If you only can see 5% of something, you know you perception of it will be warped. You have likely heard the old story of a group of blind men feeling different parts of an elephant and each saying the animal was different. One says it is like a snake. Another like a fan or a tree or a wall or a rope or a spear. Depending on which part of the elephant they were feeling. Each are convinced that their perception of the elephant is right based on the physical evidence they have. We can sense with our five senses only a small fraction of 5% of the universe. From that we draw a conclusion about what the universe is like. Of course we are wrong about it. It is more fantasy than reality! That is maya.

Yet the fraction of the 5% that we can perceive is real. The physical world is not make-believe. In this regard the work of cognitive scientist Donald Hoffman is helpful. He has a marvelous book entitled, The Case Against Reality: How Evolution Hid the Truth from Our Eyes. He argues that our senses are not meant to accurately perceive reality. Evolution produced our five senses purely to help the organism survive. 

He insists that there is a real external world, but we don’t see it as it is. He used the analogy of icons on a computer screen. He says that what we are seeing to hearing or smelling or touching is the icon. It represents something real, like the icon on a computer screen is a representation of something in the computer. But the icon is not what it points to. What we perceive is not what is really in the universe. The universe is real, but it is not what we think it is. 

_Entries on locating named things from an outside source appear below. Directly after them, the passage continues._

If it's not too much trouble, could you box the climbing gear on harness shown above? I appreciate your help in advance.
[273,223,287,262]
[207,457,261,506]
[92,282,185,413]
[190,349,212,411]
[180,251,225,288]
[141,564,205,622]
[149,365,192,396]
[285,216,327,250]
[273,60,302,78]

There is a story about the great 8th century Indian scholar Shankara, who was an authority on the subject of Advaita Vedanta. He taught that the world is maya, normally translated illusion. Once he was teaching on the subject outside when suddenly a mad elephant came running toward them, destroying everything in its way, and injuring people. The people listening to Shankara started running. Seeing the elephant, Shankara also started running along with the crowd and escaped to safety. After the elephant was captured and everything settled down, he went back to teaching the people. A man in the group asked sarcastically Shankara, “If the whole world is maya, and then the elephant is maya. So why were you scared and run away?” Shankara replied “My running was also maya.”

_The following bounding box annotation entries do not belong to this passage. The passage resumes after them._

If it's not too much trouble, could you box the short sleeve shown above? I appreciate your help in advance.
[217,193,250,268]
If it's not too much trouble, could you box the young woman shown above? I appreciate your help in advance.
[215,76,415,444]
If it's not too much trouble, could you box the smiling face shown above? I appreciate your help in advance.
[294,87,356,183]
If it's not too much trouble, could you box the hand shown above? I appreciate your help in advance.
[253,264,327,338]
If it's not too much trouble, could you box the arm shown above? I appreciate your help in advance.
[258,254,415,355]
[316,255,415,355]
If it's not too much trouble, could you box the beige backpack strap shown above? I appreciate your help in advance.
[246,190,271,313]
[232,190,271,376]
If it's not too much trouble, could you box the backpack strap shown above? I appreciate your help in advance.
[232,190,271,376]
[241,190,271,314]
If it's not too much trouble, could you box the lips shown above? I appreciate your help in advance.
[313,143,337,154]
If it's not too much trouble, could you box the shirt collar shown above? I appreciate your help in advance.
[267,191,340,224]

This world is certainly not what we think it is. But it is something, and we better pay attention or we will be run over by a mad elephant! The fact that the universe has reality in the mind of God means that we are to take it seriously. When we hear of children being abused, we cannot say, “It doesn’t matter. They are only illusion.” When we read of Black youth being killed by police officers who have taken it upon themselves to be judge, jury and executioner, we cannot say, “It doesn’t matter. It is only illusion.” It does matter. 

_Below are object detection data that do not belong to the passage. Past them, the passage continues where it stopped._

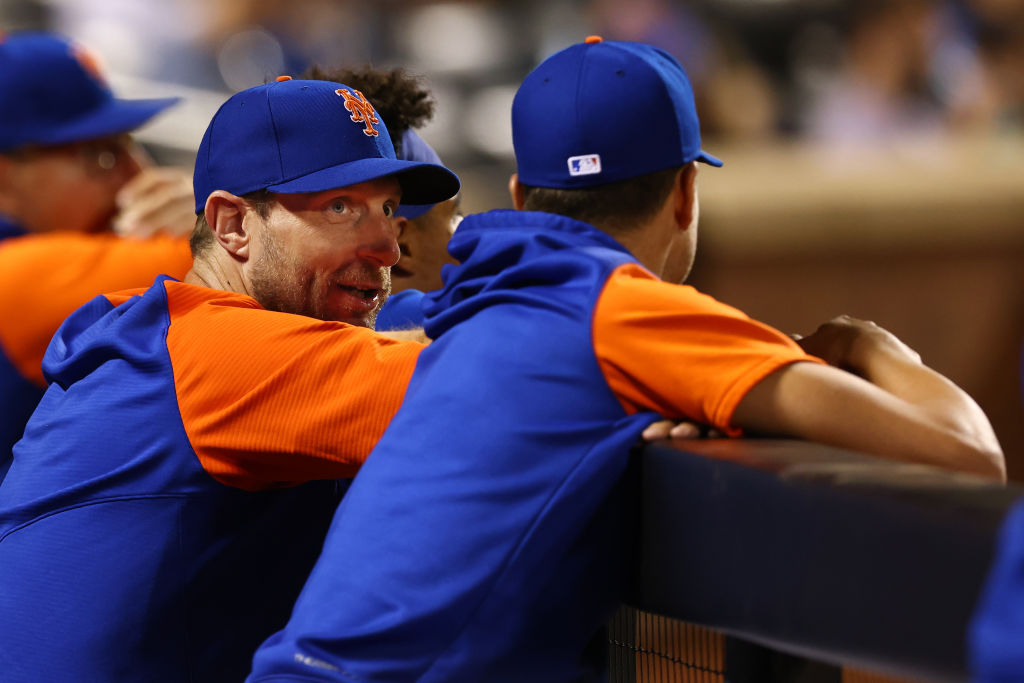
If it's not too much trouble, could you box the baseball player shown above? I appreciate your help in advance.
[308,67,462,330]
[0,33,193,480]
[0,77,459,683]
[248,37,1004,683]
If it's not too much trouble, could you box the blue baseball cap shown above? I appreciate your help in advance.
[0,32,177,152]
[512,36,722,189]
[395,128,443,220]
[193,76,459,214]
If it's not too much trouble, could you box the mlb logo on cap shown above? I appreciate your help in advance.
[569,155,601,175]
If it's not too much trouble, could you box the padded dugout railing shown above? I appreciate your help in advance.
[608,439,1024,683]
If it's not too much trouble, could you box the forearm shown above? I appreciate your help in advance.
[853,335,1001,453]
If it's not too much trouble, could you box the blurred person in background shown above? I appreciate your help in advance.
[0,33,193,480]
[0,77,459,683]
[308,67,462,330]
[803,0,1024,146]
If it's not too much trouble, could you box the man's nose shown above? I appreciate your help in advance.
[358,212,401,268]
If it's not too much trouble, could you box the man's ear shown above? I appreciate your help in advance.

This world is the creation of the mind of God. That makes it real, even if it is not what we think it is. That makes it holy and precious and every life sacred. We are one with the One who has imagined this universe into existence. As such we have a responsibility for it and within it. This is where Christian nonduality can be a corrective to the variety that tends to retreat from the world because it does not really exist. 

So is this world illusion? Well, it is not what we think it is. We do not have a clue what it really is. Neither our senses nor our brains are equal to the task of knowing. But whatever this world is, it really is. This world is real because it is an expression of Reality, and you can’t get any more real than that! I call this Reality God, which makes this world holy and sacred. It is not to be trivialized or downplayed or ignored. That is why the biblical propjets took what happens in history so seriously. In God this world lives and moves and has its being, as the apostle Paul said. To know that is Truth is to wake up from illusion to Reality.